We keep this one and try a new optimized copy to check if the server still crash in an OOM with the new cpu and memory settings.
Dec 10 2020
FI: The origin index was recreated with the "official" mapping and a backfill was performed (necessary after the test of the flattened mapping)
The deployment manifest are ok and deployed in staging so this task can be resolved.
We will work on reactivating search-journal-client for the metadata in another task when T2876 is resolved
The copy of the production index is restarted.

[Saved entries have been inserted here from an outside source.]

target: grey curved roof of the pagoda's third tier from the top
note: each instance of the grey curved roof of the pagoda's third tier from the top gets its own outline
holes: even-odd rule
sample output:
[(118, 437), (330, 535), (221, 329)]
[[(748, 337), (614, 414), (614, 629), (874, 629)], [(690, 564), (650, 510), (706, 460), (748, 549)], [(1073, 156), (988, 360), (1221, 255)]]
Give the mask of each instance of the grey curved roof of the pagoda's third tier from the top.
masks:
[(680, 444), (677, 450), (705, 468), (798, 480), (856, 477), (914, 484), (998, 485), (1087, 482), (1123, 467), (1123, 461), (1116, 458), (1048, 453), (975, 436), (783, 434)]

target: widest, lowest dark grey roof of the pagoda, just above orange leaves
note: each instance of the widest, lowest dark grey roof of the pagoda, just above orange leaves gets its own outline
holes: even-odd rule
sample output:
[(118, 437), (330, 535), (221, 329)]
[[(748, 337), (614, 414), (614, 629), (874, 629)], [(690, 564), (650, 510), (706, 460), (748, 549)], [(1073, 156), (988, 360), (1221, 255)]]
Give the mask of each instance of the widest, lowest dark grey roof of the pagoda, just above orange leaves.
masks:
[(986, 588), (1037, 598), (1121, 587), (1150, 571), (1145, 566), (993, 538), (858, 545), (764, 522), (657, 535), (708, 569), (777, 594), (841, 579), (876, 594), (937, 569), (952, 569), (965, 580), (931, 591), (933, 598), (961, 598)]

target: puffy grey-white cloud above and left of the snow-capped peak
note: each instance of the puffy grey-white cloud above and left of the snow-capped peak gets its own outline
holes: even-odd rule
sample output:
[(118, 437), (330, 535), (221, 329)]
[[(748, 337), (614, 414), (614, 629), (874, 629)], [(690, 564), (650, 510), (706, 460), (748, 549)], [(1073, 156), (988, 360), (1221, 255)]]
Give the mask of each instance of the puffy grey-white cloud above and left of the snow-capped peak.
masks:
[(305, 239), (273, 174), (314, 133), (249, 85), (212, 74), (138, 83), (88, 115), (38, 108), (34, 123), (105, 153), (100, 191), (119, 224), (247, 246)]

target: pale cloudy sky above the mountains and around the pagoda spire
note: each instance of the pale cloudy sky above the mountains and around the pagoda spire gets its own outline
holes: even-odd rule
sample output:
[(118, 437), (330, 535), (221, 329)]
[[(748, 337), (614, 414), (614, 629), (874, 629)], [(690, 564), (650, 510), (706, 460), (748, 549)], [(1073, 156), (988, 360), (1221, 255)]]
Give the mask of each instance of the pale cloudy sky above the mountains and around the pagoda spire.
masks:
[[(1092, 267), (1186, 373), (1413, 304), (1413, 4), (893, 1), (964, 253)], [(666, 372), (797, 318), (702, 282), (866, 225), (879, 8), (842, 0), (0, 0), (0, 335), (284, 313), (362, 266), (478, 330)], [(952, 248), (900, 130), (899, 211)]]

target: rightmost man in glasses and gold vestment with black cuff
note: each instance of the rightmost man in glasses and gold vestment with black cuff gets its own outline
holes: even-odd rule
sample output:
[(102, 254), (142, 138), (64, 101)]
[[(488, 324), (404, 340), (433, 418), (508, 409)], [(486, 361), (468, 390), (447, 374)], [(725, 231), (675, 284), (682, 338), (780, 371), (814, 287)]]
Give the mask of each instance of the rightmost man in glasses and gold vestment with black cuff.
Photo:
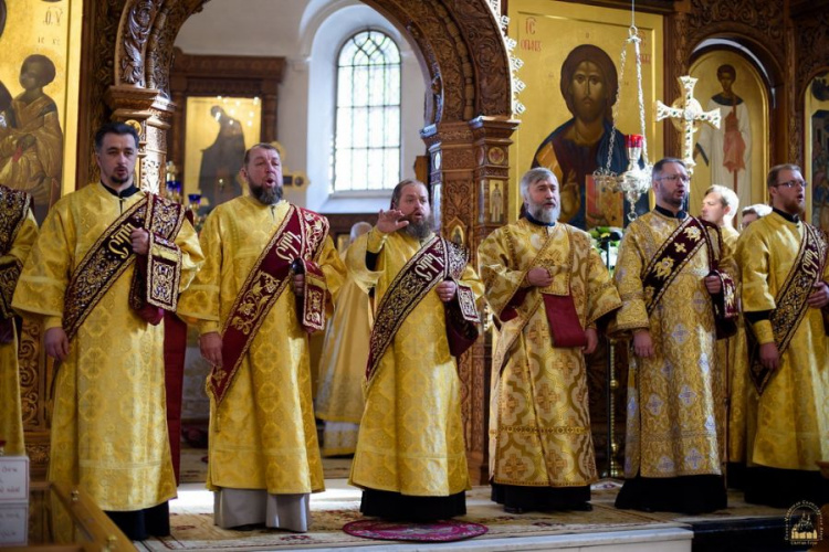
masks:
[(747, 502), (788, 508), (829, 502), (816, 460), (829, 458), (827, 241), (800, 220), (806, 182), (780, 164), (766, 180), (772, 214), (739, 240), (743, 311), (756, 341), (749, 367)]

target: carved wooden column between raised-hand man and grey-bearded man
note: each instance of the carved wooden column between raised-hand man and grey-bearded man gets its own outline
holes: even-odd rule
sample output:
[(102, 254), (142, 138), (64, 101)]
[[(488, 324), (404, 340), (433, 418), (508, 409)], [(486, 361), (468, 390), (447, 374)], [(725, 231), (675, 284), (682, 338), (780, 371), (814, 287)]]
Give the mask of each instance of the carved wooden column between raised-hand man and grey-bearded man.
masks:
[[(431, 156), (431, 190), (441, 233), (461, 236), (478, 265), (478, 245), (506, 222), (510, 136), (518, 123), (504, 117), (432, 125), (422, 136)], [(489, 481), (492, 335), (459, 362), (466, 457), (473, 484)]]

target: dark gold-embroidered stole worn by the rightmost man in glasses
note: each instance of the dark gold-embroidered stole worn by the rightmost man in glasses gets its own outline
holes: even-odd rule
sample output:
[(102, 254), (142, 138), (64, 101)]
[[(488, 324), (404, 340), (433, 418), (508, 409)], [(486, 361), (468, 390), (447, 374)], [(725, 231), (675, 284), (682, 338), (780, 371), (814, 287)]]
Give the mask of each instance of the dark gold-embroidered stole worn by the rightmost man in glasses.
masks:
[[(775, 308), (770, 316), (772, 331), (774, 332), (777, 352), (783, 353), (788, 349), (795, 331), (806, 317), (809, 305), (806, 302), (811, 295), (815, 284), (823, 276), (827, 255), (827, 237), (820, 229), (801, 223), (804, 225), (804, 238), (797, 252), (791, 269), (786, 275), (783, 286), (775, 297)], [(759, 343), (754, 335), (752, 325), (747, 323), (746, 339), (748, 340), (748, 373), (754, 386), (759, 394), (766, 389), (774, 372), (765, 368), (759, 361)]]

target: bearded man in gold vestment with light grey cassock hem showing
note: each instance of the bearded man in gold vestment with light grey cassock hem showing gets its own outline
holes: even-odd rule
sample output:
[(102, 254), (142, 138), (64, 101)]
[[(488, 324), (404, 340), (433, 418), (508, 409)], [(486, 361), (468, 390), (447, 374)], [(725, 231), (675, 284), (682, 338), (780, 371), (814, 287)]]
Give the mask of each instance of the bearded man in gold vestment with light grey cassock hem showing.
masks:
[(328, 221), (282, 201), (273, 146), (249, 149), (241, 172), (251, 194), (208, 216), (207, 261), (179, 307), (213, 367), (207, 484), (218, 526), (304, 532), (308, 493), (324, 490), (308, 333), (325, 327), (345, 266)]

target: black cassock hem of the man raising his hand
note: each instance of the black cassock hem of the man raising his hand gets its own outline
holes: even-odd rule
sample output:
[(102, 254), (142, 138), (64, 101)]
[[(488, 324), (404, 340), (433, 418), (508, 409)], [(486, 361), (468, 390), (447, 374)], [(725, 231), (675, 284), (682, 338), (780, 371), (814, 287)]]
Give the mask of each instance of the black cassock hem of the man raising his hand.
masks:
[(364, 489), (364, 516), (389, 521), (437, 521), (466, 513), (466, 491), (448, 497), (414, 497), (387, 490)]

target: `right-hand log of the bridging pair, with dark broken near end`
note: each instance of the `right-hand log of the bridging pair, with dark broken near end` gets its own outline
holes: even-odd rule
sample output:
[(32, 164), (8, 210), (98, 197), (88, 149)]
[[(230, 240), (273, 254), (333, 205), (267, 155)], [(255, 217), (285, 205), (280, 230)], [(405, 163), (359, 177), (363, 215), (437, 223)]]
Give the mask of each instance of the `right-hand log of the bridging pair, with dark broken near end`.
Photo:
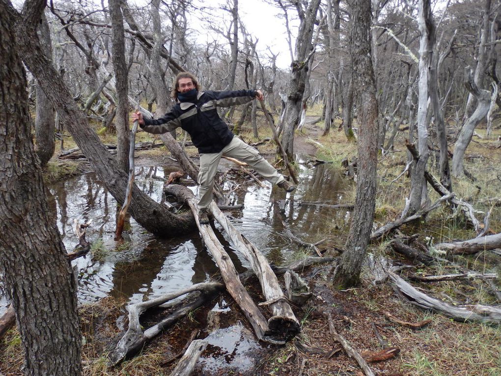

To improve the speed of the copy, the index was tuned to reduce the disk pressure (it's a temporary configuration and should not be used in a normal case as it's not safe) :
cat >/tmp/config.json <<EOF { "index" : { "translog.sync_interval" : "60s", "translog.durability": "async", "refresh_interval": "60s" } } EOF
- Parition and memory extended with terraform.
- The disk resize needed some console actions to be extended :
The production index import failed because the limit of 90% of used disk spaces was reached at some time to fall back to around 60G after a compaction
The progression was 80M documents of 91M.